Global share prices and the euro rallied sharply, boosted by expectations that the U.S. Federal Reserve and European Central Bank will provide stimulus to support their struggling economies.
Risk appetite remerged after ECB President Mario Draghi said the central bank would do whatever it takes to preserve the euro, a message echoed by German Chancellor Angela Merkel, French President Francois Hollande and Italian Premier Mario Monti.
This raised expectations that the ECB could take bold measures to lower soaring Italian and Spanish borrowing costs and supported riskier assets.
It remains to be seen if ECB policymakers would deliver in line with market expectations when they meet on Thursday, and if “Super Mario” as many are now referring to ECB President Mario Draghi can follow-up his bold statements and rhetoric with concrete action.
Germany's Bundesbank has in the meantime said it is opposed to a resumption of the ECB's bond-buying program. Reuters also reported that German Economy Minister Philipp Roesler warned the ECB about any large-scale government bond purchases and a German government spokesman on Monday reiterated Berlin's opposition to any form of mutualisation of euro zone debt.
The odds are that the ECB will fall short of expectations, sending a new wave of disappointment which will lead to the building of new short euro positions against all major currencies and renewed selling of Italian and Spanish bonds.
The Fed is also holding a policy meeting on Wednesday with most economists polled by Reuters and Bloomberg expecting no change in policy, but analysts are bracing for some sort of indication from Fed Chairman Ben Bernanke about some kind of action in the face of the unemployment situation, with the headline jobless rate stuck at 8.2% and the slow growth environment, which is not creating enough jobs.
The Fed has already launched two quantitative easing (QE) programmes, during which the Fed buys US Treasury bonds, helping push borrowing costs lower in an effort to lower interest rates for the benefit of the economy in general.

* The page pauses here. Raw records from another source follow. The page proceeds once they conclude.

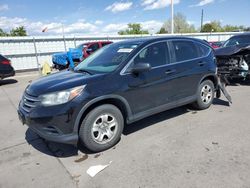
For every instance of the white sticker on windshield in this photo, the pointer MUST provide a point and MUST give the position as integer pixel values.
(125, 50)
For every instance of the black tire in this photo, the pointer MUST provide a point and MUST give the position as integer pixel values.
(86, 132)
(201, 104)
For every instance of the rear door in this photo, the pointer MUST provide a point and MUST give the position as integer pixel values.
(151, 89)
(189, 64)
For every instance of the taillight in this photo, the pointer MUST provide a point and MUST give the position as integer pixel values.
(6, 62)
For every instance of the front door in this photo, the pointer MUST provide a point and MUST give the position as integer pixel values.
(150, 89)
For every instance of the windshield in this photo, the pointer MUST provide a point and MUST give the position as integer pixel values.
(81, 46)
(107, 59)
(237, 40)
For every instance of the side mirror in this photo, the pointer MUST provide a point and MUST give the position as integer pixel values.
(89, 50)
(140, 67)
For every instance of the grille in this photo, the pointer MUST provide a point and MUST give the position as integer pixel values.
(29, 102)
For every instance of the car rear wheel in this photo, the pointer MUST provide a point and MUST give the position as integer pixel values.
(101, 128)
(205, 95)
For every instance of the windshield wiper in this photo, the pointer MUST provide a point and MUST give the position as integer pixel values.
(83, 71)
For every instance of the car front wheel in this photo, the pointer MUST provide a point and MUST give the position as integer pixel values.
(101, 128)
(205, 95)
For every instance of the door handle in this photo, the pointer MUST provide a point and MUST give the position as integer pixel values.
(170, 71)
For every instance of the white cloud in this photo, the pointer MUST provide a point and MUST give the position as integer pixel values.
(119, 6)
(98, 22)
(80, 27)
(152, 26)
(54, 28)
(202, 3)
(4, 7)
(157, 4)
(114, 28)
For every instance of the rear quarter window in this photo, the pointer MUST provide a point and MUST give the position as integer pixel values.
(203, 50)
(184, 50)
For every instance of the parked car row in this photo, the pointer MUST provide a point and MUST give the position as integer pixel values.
(71, 58)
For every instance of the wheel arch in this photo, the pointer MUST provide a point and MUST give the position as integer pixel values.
(118, 101)
(211, 77)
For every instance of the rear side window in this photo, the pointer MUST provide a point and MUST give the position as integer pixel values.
(94, 47)
(2, 58)
(202, 49)
(155, 54)
(184, 50)
(104, 44)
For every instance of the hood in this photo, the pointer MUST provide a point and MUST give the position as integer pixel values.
(61, 81)
(60, 54)
(232, 50)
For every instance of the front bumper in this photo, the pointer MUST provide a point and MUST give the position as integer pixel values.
(48, 131)
(53, 123)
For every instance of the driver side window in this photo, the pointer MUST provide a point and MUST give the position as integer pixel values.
(155, 54)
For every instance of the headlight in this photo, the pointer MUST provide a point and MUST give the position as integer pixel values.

It remains to be seen how successful a third QE programme will be considering that bonds prices and are at all-time record high while bond yields are at record low.
The same cannot be said for the ECB, which unlike the Fed, the Bank of England and the Bank of Japan has resisted to launch a major QE programme. Instead, the ECB has lent more than EUR 1 trillion to banks for 3-years and is providing liquidity to banks by accepting their government bonds as collateral.
An economist at Goldman Sachs said one of the options available to the ECB is to buy unsecured debt of banks or firms via the national central banks to spare its own balance sheet while others expect policymakers to give the ESM access to ECB funding.
Central bankers can at any given time raise expectations, but if they fail to deliver, they are likely to cause even more damage. As both Bernanke and Draghi have repeatedly said, the central banks have stepped in far many times than their mandate allows them and its time for politicians to step up and deliver fiscal solutions to the debt crisis now hurting both the US and the EU.